Salvador Alcantar,^a Hollis R. Ledbetter ^a and Kulugammana G. S. Ranmohotti ^a ^*

^aDivision of Science, Mathematics and Technology, Governors State University, 1 University Parkway, University Park, IL 60484-0975, USA
^*Correspondence e-mail: kranmohotti@govst.edu

Edited by M. Weil, Vienna University of Technology, Austria (Received 3 October 2017; accepted 8 November 2017; online 14 November 2017)
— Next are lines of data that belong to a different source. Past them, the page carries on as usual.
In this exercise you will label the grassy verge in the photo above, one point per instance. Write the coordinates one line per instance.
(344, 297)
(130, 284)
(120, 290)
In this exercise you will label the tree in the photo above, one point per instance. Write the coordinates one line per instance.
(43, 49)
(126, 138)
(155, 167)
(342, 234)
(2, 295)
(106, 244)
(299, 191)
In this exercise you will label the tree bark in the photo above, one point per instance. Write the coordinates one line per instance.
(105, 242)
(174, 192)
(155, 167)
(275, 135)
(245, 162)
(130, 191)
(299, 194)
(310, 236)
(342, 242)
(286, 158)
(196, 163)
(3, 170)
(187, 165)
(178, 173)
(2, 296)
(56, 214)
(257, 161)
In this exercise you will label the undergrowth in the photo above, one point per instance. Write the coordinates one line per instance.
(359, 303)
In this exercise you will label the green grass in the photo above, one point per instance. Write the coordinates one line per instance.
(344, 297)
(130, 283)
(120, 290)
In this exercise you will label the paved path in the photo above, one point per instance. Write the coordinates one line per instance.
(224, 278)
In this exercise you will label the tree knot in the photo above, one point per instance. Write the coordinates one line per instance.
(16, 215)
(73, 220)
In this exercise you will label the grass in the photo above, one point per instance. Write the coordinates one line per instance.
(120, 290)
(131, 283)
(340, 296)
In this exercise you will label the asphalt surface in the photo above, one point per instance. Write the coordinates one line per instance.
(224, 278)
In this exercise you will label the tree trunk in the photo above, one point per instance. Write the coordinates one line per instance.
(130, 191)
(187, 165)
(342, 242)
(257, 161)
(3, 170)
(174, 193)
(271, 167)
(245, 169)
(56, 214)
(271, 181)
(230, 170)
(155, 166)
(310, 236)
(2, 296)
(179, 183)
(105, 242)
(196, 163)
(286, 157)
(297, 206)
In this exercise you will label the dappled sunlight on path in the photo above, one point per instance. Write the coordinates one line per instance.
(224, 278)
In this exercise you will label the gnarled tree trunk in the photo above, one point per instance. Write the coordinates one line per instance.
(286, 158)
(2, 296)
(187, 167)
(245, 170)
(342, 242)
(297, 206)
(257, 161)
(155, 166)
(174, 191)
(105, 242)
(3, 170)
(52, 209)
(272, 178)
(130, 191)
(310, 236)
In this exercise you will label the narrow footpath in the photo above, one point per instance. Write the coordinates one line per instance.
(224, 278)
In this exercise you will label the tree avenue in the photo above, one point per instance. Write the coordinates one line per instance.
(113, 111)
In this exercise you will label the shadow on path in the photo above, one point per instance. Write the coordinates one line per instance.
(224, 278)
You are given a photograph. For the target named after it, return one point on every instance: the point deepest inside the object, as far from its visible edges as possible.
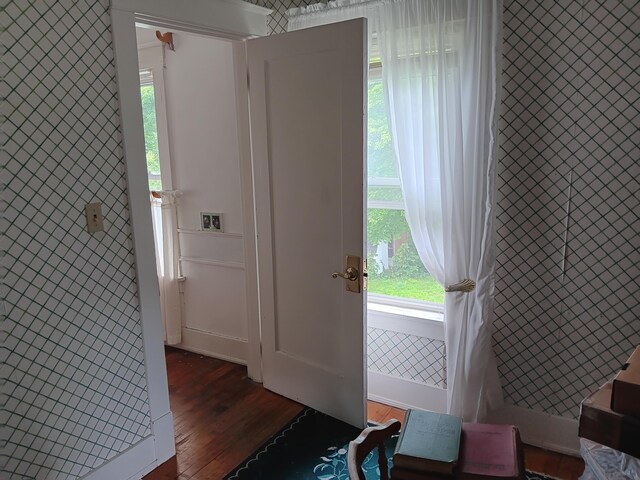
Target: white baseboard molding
(231, 349)
(403, 393)
(132, 464)
(540, 429)
(164, 436)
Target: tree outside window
(395, 269)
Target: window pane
(151, 137)
(379, 152)
(394, 265)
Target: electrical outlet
(94, 217)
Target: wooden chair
(370, 438)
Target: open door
(307, 106)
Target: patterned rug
(313, 446)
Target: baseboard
(404, 393)
(540, 429)
(164, 437)
(231, 349)
(132, 464)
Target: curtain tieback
(466, 285)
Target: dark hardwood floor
(221, 417)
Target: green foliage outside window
(406, 276)
(150, 135)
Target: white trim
(385, 204)
(222, 18)
(254, 356)
(437, 309)
(540, 429)
(217, 263)
(201, 16)
(404, 393)
(401, 323)
(140, 459)
(125, 50)
(216, 345)
(188, 231)
(164, 440)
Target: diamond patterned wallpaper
(407, 356)
(567, 286)
(277, 21)
(74, 390)
(567, 280)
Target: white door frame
(230, 19)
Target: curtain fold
(165, 229)
(440, 76)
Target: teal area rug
(313, 446)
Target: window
(395, 269)
(150, 129)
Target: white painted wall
(201, 111)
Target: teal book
(428, 442)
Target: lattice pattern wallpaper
(277, 21)
(568, 278)
(567, 317)
(407, 356)
(74, 390)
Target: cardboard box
(625, 397)
(602, 425)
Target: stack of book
(436, 446)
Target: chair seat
(369, 439)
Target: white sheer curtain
(165, 229)
(440, 76)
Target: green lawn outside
(425, 288)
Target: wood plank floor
(221, 417)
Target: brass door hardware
(351, 274)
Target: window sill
(409, 317)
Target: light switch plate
(94, 217)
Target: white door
(307, 107)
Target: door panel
(307, 91)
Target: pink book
(490, 452)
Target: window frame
(388, 306)
(151, 58)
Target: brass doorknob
(351, 273)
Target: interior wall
(201, 111)
(567, 300)
(73, 372)
(569, 127)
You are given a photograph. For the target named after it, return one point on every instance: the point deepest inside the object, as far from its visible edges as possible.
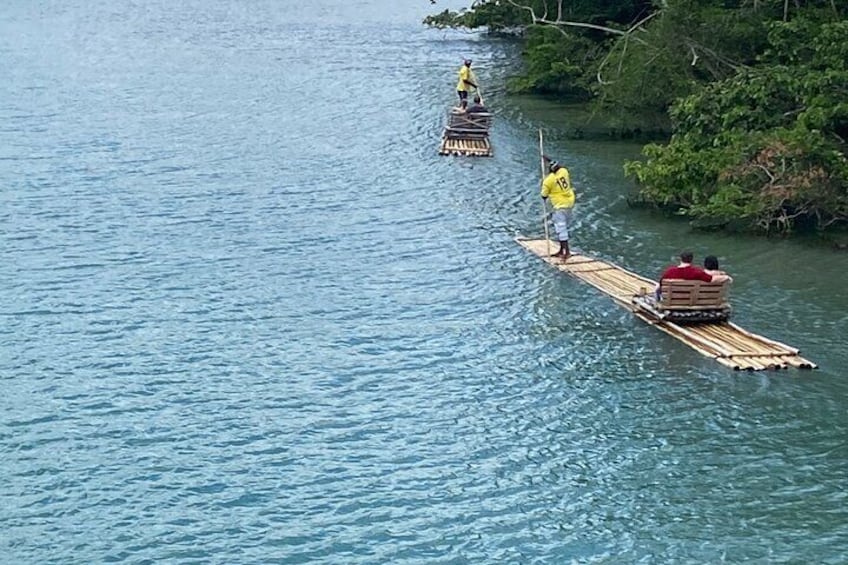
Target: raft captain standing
(557, 187)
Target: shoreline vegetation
(742, 104)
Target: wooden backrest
(471, 121)
(679, 294)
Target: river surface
(249, 315)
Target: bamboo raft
(467, 134)
(725, 342)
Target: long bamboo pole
(544, 202)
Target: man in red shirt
(687, 271)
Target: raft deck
(725, 342)
(467, 134)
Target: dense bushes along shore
(756, 92)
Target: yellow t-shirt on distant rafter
(558, 186)
(464, 75)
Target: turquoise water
(251, 316)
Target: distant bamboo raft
(467, 134)
(725, 342)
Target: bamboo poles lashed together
(544, 202)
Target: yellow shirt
(558, 186)
(464, 74)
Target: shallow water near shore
(251, 316)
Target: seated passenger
(687, 271)
(477, 107)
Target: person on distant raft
(557, 187)
(465, 81)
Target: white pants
(562, 218)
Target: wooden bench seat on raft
(468, 125)
(684, 301)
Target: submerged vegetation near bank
(756, 92)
In our attempt to search for mixed alkaline-earth and transition metal arsenates, the title compound, barium dimanganese(II) bis(arsenate), has been synthesized by employing a high-temperature RbCl flux. The crystal structure of BaMn₂(AsO₄)₂ is made up of MnO₆ octahedra and AsO₄ tetrahedra assembled by sharing corners and edges into infinite slabs with composition [Mn₂(AsO₄)₂]²⁻ that extend parallel to the ab plane. The barium cations reside between parallel slabs maintaining the interslab connectivity through coordination to eight oxygen anions. The layered anionic framework comprises weakly interacting [Mn₄O₁₈]²⁸⁻ tetrameric units. In each tetramer, the manganese(II) cations are in a planar arrangement related by a center of inversion. Within the slabs, the tetrameric units are separated from each other by 6.614 (2) Å (Mn⋯Mn distances). The title compound has isostructural analogues amongst synthetic SrM₂(XO₄)₂ compounds with M = Ni, Co, and X = As, P.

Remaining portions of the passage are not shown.